EDINBURGH (Reuters Life!) - Two paintings of Queen Victoria by Edwin Landseer in an Edinburgh show from the royal collection show the 19th century monarch’s talent as one of the great “image makers” of British royalty.
“The Conversation Piece: scenes of fashionable life” on show at the Queen’s Gallery at Holyrood Palace shows the informal side of royal and upper class family life and entertainment.
The show comprises 36 works by a range of European and English artists heavily influenced by the great Dutch and Flemish technical mastery of fine detail and texture.

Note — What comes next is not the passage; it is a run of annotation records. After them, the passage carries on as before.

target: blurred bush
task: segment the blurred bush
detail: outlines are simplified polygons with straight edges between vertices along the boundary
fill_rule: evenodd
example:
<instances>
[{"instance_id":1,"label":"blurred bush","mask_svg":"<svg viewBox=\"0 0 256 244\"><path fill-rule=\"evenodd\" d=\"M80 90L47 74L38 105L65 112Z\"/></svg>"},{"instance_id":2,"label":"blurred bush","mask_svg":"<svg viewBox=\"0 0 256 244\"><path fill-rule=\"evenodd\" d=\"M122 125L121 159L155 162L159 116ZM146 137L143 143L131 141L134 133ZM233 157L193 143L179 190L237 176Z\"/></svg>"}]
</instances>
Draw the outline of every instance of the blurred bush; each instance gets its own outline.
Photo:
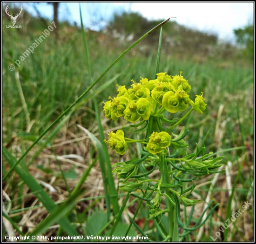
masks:
<instances>
[{"instance_id":1,"label":"blurred bush","mask_svg":"<svg viewBox=\"0 0 256 244\"><path fill-rule=\"evenodd\" d=\"M243 54L251 61L253 61L254 30L253 25L248 25L243 28L234 30L236 38L236 42L243 47Z\"/></svg>"}]
</instances>

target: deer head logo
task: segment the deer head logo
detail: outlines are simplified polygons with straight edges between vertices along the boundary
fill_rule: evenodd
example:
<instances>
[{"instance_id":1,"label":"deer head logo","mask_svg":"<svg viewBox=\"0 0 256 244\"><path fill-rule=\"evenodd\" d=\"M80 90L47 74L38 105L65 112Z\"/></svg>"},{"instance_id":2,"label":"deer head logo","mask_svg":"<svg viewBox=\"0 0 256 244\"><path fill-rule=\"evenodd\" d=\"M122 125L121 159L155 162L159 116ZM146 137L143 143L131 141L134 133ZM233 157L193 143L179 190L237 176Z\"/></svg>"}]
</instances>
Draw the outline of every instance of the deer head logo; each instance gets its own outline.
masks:
<instances>
[{"instance_id":1,"label":"deer head logo","mask_svg":"<svg viewBox=\"0 0 256 244\"><path fill-rule=\"evenodd\" d=\"M10 15L9 13L7 12L8 8L9 8L9 5L7 5L6 7L6 8L5 9L5 12L7 13L7 15L9 15L10 16L10 18L12 19L12 22L13 23L13 26L14 26L16 23L16 20L17 20L17 18L18 18L18 16L20 14L20 13L21 13L22 11L22 7L20 7L20 13L19 14L16 14L15 16L13 16L13 14L12 13L12 15Z\"/></svg>"}]
</instances>

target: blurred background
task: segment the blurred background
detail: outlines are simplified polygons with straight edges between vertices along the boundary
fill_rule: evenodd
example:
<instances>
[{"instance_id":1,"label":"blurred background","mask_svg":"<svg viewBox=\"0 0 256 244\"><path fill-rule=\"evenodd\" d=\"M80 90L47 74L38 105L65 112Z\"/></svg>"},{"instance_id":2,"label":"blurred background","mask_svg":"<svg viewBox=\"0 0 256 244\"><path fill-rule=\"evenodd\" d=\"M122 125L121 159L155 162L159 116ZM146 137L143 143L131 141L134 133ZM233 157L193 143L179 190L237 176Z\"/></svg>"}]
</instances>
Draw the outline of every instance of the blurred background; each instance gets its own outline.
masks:
<instances>
[{"instance_id":1,"label":"blurred background","mask_svg":"<svg viewBox=\"0 0 256 244\"><path fill-rule=\"evenodd\" d=\"M12 25L6 13L7 5L7 12L13 16L22 7L15 24L22 28L7 27ZM189 151L193 151L195 142L200 144L200 140L207 152L243 147L222 154L231 177L229 181L224 173L220 177L212 197L221 203L218 216L224 220L230 196L227 189L230 186L235 185L235 189L234 210L244 201L252 201L254 3L83 3L81 8L94 80L147 32L169 17L176 17L162 27L160 71L174 76L182 71L192 86L190 98L194 99L195 94L203 92L208 105L203 115L193 113L182 125L190 131L186 138L192 143ZM2 12L3 143L19 158L90 83L78 3L3 3ZM21 60L21 55L48 26L53 26L53 21L56 28L18 66L14 61ZM126 137L132 136L124 120L120 119L115 123L105 118L102 102L109 96L116 96L116 83L127 87L132 79L139 82L140 76L155 79L159 33L158 29L140 42L94 86L106 132L124 127ZM14 70L8 68L11 64ZM36 178L47 184L45 187L48 191L51 188L46 185L54 188L50 193L55 201L65 199L68 193L54 151L61 157L71 189L95 156L90 141L76 125L98 135L91 98L91 94L86 95L22 161L30 167ZM182 114L185 113L174 116L181 118ZM135 145L130 147L123 160L135 157L136 153ZM113 151L110 153L112 162L118 162L115 154ZM6 162L3 172L9 169ZM238 172L241 175L233 185ZM102 195L97 164L88 179L85 183L88 189L85 197ZM203 183L202 180L198 183ZM5 191L11 199L29 193L26 186L21 190L20 184L19 179L4 182ZM206 197L209 186L203 184L196 191ZM30 195L13 202L11 216L13 209L29 207L36 204L35 199ZM104 209L104 199L98 202L97 207ZM92 203L90 200L79 204L80 211ZM135 206L131 208L133 212ZM91 210L88 211L89 216ZM46 212L38 214L41 217ZM23 214L16 212L13 215L15 221L21 221ZM237 220L239 229L234 229L229 240L253 240L252 216L252 210L249 211ZM27 219L34 225L41 218ZM27 224L23 223L25 230L28 229ZM216 228L219 228L218 224ZM203 237L209 241L208 234Z\"/></svg>"}]
</instances>

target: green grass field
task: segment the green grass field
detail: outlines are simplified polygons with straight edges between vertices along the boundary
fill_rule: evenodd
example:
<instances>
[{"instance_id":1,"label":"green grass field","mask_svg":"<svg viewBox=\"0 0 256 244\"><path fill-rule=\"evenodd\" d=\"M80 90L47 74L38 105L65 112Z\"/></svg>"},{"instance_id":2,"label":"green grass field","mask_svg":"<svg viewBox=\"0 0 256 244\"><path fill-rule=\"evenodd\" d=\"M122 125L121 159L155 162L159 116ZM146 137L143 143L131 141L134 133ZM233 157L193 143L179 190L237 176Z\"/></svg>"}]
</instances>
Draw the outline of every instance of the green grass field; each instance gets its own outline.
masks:
<instances>
[{"instance_id":1,"label":"green grass field","mask_svg":"<svg viewBox=\"0 0 256 244\"><path fill-rule=\"evenodd\" d=\"M11 71L8 66L14 64L41 32L3 28L4 177L39 136L91 84L81 30L63 28L60 31L58 41L51 33L34 53L21 62L20 67L15 65L14 70ZM159 33L159 30L156 32ZM107 40L101 42L95 33L86 33L86 38L92 79L94 81L125 49L115 43L109 45ZM150 35L146 39L150 39ZM101 152L106 153L104 147L101 144L95 148L91 140L93 136L88 136L78 126L87 129L100 140L101 134L104 132L107 138L107 132L121 128L123 128L126 137L137 139L137 136L144 135L133 132L130 123L122 118L115 123L106 119L102 111L102 102L115 96L116 84L128 86L132 79L139 82L141 76L155 79L158 46L140 51L143 41L117 62L4 178L4 241L5 236L12 235L53 238L67 235L107 237L114 231L115 236L124 236L131 223L128 215L133 217L135 212L135 223L143 233L150 240L164 240L156 221L147 220L149 214L147 203L140 204L139 198L130 196L126 206L123 206L120 222L115 221L117 209L121 209L127 192L119 191L119 207L113 206L109 197L104 197L117 192L117 178L115 177L112 183L106 181L112 170L102 171L102 155L97 153L101 146ZM195 150L195 143L202 145L202 141L207 153L212 151L224 156L222 169L225 172L200 177L195 181L193 198L202 200L195 206L192 223L199 219L206 201L213 200L220 205L204 229L192 231L184 240L213 241L210 237L215 239L215 233L220 231L226 220L241 209L244 202L248 201L252 205L225 232L219 232L218 240L252 241L253 70L251 65L242 65L239 60L217 59L196 63L192 59L174 58L171 52L162 50L160 72L173 76L182 71L192 86L190 96L194 98L203 92L207 104L203 114L192 112L172 132L178 133L183 126L189 130L185 139L189 144L188 150L190 153ZM168 119L182 118L185 113L175 113ZM98 127L99 121L102 128ZM121 158L115 151L108 149L108 152L111 165L120 161ZM139 152L139 146L129 145L121 160L140 158ZM104 167L107 166L103 164ZM153 175L157 175L158 172L155 170ZM164 207L165 201L162 204ZM182 209L183 222L190 209ZM161 224L163 228L168 225L166 216L163 216ZM112 231L114 227L115 229ZM180 234L182 231L180 229ZM134 224L128 235L143 236Z\"/></svg>"}]
</instances>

Desmond Shaw-Taylor, the Surveyor of the Queen’s Paintings, said Landseer (1803-73) superbly mastered the “Nederlandisch” technique in his portrayal of Queen Victoria, sketching pencil in hand with her young family at Loch Lagan in the Scottish highlands, and with her husband Prince Albert — just back from a day’s shooting — and the Princess Royal at Windsor Castle.

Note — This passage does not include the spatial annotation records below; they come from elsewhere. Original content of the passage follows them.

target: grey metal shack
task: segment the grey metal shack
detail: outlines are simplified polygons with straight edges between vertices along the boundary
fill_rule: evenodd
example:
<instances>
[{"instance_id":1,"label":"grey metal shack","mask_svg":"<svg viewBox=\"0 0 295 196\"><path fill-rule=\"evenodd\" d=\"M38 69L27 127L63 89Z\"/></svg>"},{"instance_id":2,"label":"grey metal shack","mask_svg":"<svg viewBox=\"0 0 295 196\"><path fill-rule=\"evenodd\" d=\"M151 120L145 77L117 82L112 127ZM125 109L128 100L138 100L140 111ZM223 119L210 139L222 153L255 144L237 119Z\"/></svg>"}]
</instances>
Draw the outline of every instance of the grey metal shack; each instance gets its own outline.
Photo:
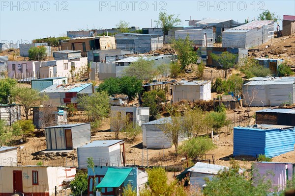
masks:
<instances>
[{"instance_id":1,"label":"grey metal shack","mask_svg":"<svg viewBox=\"0 0 295 196\"><path fill-rule=\"evenodd\" d=\"M243 85L244 105L276 106L295 103L295 77L256 77Z\"/></svg>"},{"instance_id":2,"label":"grey metal shack","mask_svg":"<svg viewBox=\"0 0 295 196\"><path fill-rule=\"evenodd\" d=\"M77 148L79 168L87 169L87 157L93 157L98 166L122 166L124 140L96 140Z\"/></svg>"},{"instance_id":3,"label":"grey metal shack","mask_svg":"<svg viewBox=\"0 0 295 196\"><path fill-rule=\"evenodd\" d=\"M222 47L249 49L273 37L273 21L250 22L222 32Z\"/></svg>"},{"instance_id":4,"label":"grey metal shack","mask_svg":"<svg viewBox=\"0 0 295 196\"><path fill-rule=\"evenodd\" d=\"M163 36L159 35L120 33L115 35L118 49L148 52L163 47Z\"/></svg>"},{"instance_id":5,"label":"grey metal shack","mask_svg":"<svg viewBox=\"0 0 295 196\"><path fill-rule=\"evenodd\" d=\"M72 149L90 142L90 123L45 127L48 150Z\"/></svg>"}]
</instances>

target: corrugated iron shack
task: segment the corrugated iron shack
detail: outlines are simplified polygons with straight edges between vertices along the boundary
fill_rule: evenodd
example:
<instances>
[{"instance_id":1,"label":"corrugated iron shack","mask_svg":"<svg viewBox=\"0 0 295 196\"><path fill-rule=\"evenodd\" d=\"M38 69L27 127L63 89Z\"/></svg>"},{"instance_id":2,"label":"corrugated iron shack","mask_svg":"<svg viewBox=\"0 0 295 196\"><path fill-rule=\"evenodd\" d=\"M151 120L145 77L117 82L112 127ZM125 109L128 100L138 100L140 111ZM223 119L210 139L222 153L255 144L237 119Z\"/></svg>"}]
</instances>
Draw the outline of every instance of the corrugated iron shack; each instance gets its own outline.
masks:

Scenes such as these depicting a wholesome, loving, normal family were a form of propaganda circulated to the public through prints and etchings to emphasize respectability of the queen’s family life.
Shaw-Taylor avoided the term “propagandist,” but he said Victoria was undoubtedly one of the great “image-makers” the royal family had produced.
He said this exhibition had started with a desire to show off the works of the German neoclassical artist Johan Zoffany (1733/4-1810), whose skill in producing miniature portraits and copies of other masterpieces within a single overall work is amazing.
“Our exhibitions are always from within the royal collection, so you have to begin by looking for a group of works that must at some time be shown...and in this case it’s the Zoffany group,” Shaw-Taylor told Reuters at a preview to the show which runs to September 20.
“I decided that the idea of the Conversation Piece was a way of taking it not only outwards through the 18th century, but also back into the 17th century in Holland, and then forward to the 19th century.”
The paintings reflect the English upper class society of the day and make an interesting contrast to what might be expected in France, for example.
Outside the family groups, the entertainment is very masculine.
In Zoffany’s detailed depiction of members of the Royal Academy in London looking at a nude male model in the life drawing room, the academy’s two female members are present only through their portraits on the wall.
“It would be inappropriate for them to be gawping at an undressed model,” Shaw-Taylor said.
In 18th century France, where society had moved to Paris from Versailles after the death in 1715 of Le Roi Soleil, Louis XIV, there would be much more intermingling of the sexes through salons and soirees.
The French were always puzzled by the English attitude toward the sexes.